Audio News for January 19, 2016

by | Jan 19, 2016 | Audio News

Music Footage from WGBH to be Issued by Reelin’ in the Years – The largest producer of public TV content, WGBH-TV in Boston, and the world’s major footage source for music, Reelin’ In The Years Productions, announce a licensing deal for the music-related video footage between 1968 and 1995 which WBGH has. Most of it has not been seen since the original broadcast. The best known is the James Brown concert of 1968, the day after Dr. Martin Luther King Jr. was killed. It was credited with preventing riots which were experienced in other cities. Other notable performances will feature soul music artists who appeared on WGBH, including Gladys Knight; Earth, Wind & Fire; Carla Thomas; Curtis Mayfield; Sly & The Family Stone and The Isley Brothers. Other programs will feature performances and interviews with James Taylor, Stevie Wonder, Diana Ross, Taj Mahal, Nancy Wilson, Eartha Kitt, B.B. King and Frank Zappa, among others. In 1993 WGBH produce a mini-series called Rock & Roll, and all 80 of the raw interviews they filmed are in their archives to be used. RITY has been cataloging the music footage and will make it available for clips in their documentary productions.
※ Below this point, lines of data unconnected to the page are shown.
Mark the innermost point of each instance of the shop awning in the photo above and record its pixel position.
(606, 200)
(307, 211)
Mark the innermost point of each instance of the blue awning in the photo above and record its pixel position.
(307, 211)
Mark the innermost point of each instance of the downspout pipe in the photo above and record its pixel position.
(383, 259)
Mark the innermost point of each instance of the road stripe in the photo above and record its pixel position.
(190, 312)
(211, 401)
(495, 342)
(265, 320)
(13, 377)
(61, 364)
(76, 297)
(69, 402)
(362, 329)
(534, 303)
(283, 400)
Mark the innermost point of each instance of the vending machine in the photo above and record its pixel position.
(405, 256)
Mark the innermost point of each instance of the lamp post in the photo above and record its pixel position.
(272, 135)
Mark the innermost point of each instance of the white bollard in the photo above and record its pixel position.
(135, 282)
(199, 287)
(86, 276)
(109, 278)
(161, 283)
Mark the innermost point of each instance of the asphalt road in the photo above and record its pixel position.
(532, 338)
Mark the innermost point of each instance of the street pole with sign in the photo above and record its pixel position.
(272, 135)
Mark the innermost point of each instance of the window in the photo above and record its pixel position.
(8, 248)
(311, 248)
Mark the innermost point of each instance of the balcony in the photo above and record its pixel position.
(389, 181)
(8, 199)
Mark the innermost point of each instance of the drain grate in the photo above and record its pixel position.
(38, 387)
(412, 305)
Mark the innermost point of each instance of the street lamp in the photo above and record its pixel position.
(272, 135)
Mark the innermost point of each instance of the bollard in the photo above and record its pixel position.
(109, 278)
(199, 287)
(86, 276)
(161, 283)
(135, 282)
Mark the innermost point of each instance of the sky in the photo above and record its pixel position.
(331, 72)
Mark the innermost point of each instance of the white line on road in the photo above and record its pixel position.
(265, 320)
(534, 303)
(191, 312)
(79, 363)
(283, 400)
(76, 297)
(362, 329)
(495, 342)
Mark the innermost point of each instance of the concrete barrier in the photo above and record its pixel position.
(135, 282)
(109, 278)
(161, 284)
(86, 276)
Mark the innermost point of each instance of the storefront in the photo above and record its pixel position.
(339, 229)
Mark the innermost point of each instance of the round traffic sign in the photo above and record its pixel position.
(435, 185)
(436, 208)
Pro-ject’s New Record Cleaning Machine – Pro-Ject Audio’s new VC-S vinyl cleaning machine is more powerful than others. It suggests one turn of the record foward and one turn backwards to clean. It is three times faster than other machines and leaves records cleaner and drier. It has a big container of “Wash It” fluid, the record doesn’t touch a platter, and it has a new type of record clamp. With a different fluid it can also be used for 78s. It retails at about €450,00.
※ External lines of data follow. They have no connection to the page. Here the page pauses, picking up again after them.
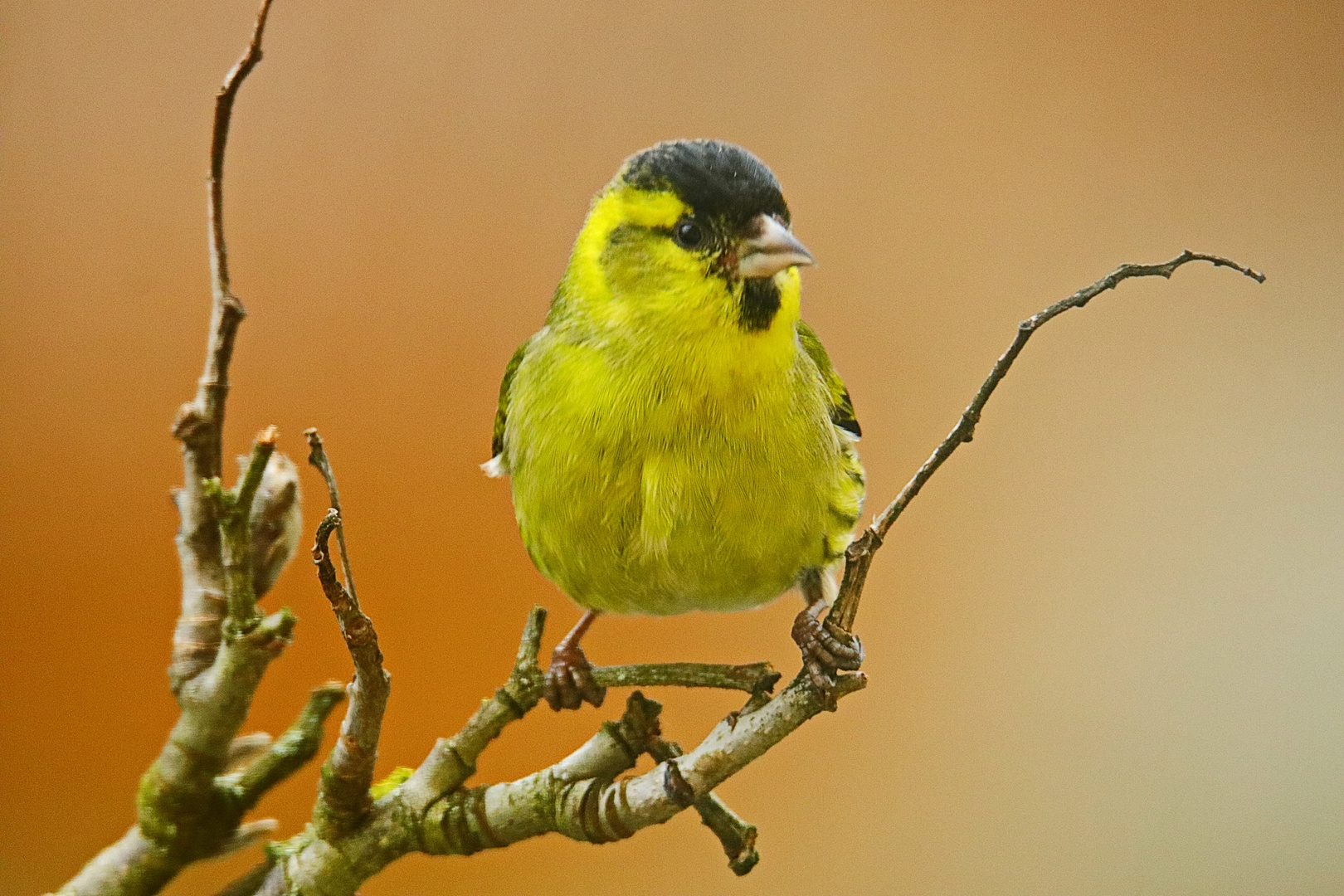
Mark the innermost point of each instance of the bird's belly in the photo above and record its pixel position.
(704, 516)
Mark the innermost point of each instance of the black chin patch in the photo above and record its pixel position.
(760, 304)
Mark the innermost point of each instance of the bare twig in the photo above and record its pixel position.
(453, 759)
(750, 677)
(286, 754)
(249, 883)
(318, 458)
(233, 511)
(735, 835)
(343, 796)
(859, 555)
(201, 422)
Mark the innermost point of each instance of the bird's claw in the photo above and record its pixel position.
(569, 681)
(827, 649)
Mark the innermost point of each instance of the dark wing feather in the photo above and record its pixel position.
(502, 414)
(841, 409)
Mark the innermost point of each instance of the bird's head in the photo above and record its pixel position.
(691, 236)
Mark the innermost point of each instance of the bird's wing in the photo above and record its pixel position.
(841, 409)
(496, 464)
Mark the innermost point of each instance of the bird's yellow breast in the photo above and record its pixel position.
(665, 460)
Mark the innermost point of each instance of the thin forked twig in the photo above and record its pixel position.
(343, 794)
(750, 677)
(201, 422)
(859, 553)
Problems in Developing Flexible OLED Screens – LG and others showed OLED screens at CES but in smartphones they are mounted in a rigid holder. Flexible displays are much more complicated. organic light emitting diodes (OLEDs) are mini light sources directly generating light when turn on, and they don’t need a white light behind them, thus reducing the overall thickness. That’s one of the driving factors behind the switch to OLED technology, plus the better imaging. Some smartphones have over three million subpixels and bending them introduces strain which can tear apart electrical connections. Large-scale manufacturing can be difficult since plastics are tricky materials to work with. And it’s not just the flexible displays – other components are needed to operate the display and need to be part of the overall design. Japanese scientists are working on this and their hope is to apply their research to other fields as well. In spite of the challenges, flexible displays will eventually become ubiquitous in our everyday lives.